Out of this numberless axiomatic or fundamental state we must create the number line. As there are no numbers this is an undifferentiated void. It would not be ‘a’ void, as if it were one thing and there could be another, nor could it be extended in time or space, for extension requires number, more than one location for instance. We must define this void as being unmanifest, unimaginable, an empty concept, something that cannot be conceived, an absence of concepts, a phenomenon that does not seem to be there. When we try to imagine it, as we naturally would, we are likely to imagine it as Zero or Nothing. But ‘zero’ is one number, and by creating ‘zero’ we cannot help but also create the number ‘one’ as its implied counterpart, and this is two numbers, and ‘two’ begets ‘three’ and so on.  To proceed in this way would be cheating. In creating the number line from scratch we cannot begin with a number even if it is zero or one. If we imagine Tao, or whatever preceeds the numbers for our axiomatisation, as a quantifiable phenomenon, unambiguously ‘one’ or ‘something’, then we will conceive of it as being the opposite of ‘zero’ or ‘nothing’, and that is two numbers, and so on.  For a fundamental  theory we must begin with a true void and not assign a numerical value to what is supposed to be prior to numerical values. We must begin at the beginning. This numberless void, which is a true void, or what the mathematician Hermann Weyl calls the ‘intuitive continuum’, must play the role of Tao for the number line we are creating in our heads, a phenomenon that we can define but not imagine.

Kant explains that this undifferentiated state would be more profound than the famous axiom from which Descartes attempted to derive the world.  Körner summarises Kant’s view.

In the Analytic of Concepts Kant has drawn a sharp distinction between the ‘I think which must be capable of all my presentations,’ thereby giving them synthetic unity, and the empirical, introspective, self which is itself a presentation. To be truly a priori rational psychology must have for its subject the former, i.e. the self of pure self-consciousness. This however is not, according to Kant, an object of experience and so of the applicability of the Categories. It is not an instance of any Category. (Korner.S, Pelican (1955)).

How can the numbers arise from such a state? To create the numbers we would have to imagine a different kind of void, one we can actually imagine. This will give us a space within which to create the numbers. This is the void that we would naturally imagine when we try to imagine a void. This would be the void of Democritus and probably of most physicists, an infinitely extended empty space. Not a true void, for we cannot think what is prior to thought, but the best our imagination can do. This phenomenon  can and must be imagined as ‘one’, since there is just one of it, and also as ‘zero’, since it is empty of phenomena. Now we have the space in our heads necessary to draw the number line, the time to do it, and two numbers to work with.

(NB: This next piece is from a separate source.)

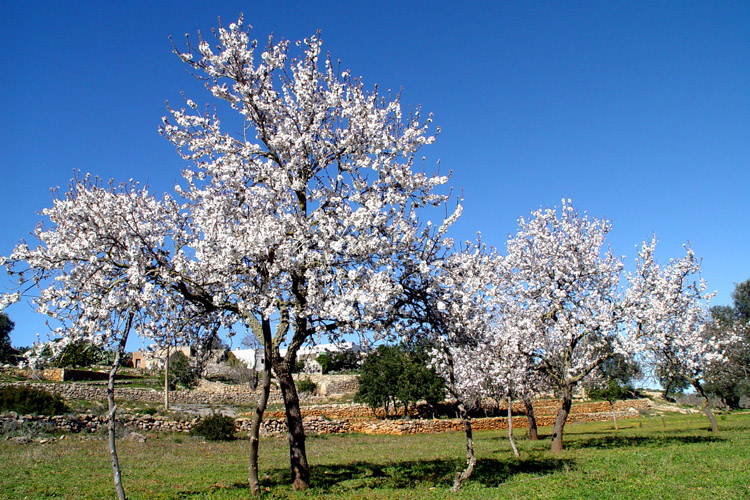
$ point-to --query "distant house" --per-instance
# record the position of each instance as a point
(154, 360)
(255, 359)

How did they arise? How can we justify our creation of this pseudo-void and the atoms it contains? We began with Weyl’s intuitive continuum. There are no numbers here. There is no thought. By what means can a universe of number and form emerge from this seemingly arid state? This is not a question that can be answered in metaphysics or mathematics. We cannot calculate how the imaginable comes from the unimaginable. Either this can be known empirically, by walking in the footsteps of Lao Tsu. or it cannot be known at all.  When constructing theories there is only one thing to do in this situation, which is to make the extended pseudo-void of our own creation an axiom, a given, a permanent question mark, something that our theory does not explain but on which it depends. Just as long as we do not assume that this created void is the final origin of the numbers, as opposed to being just the beginning point for our explanation of them, then we need we need not be troubled by  the problems of self-reference that this axiom causes for fundamental theories, most notably the problem that defeated Russell’s attempt to axiomatise mathematics.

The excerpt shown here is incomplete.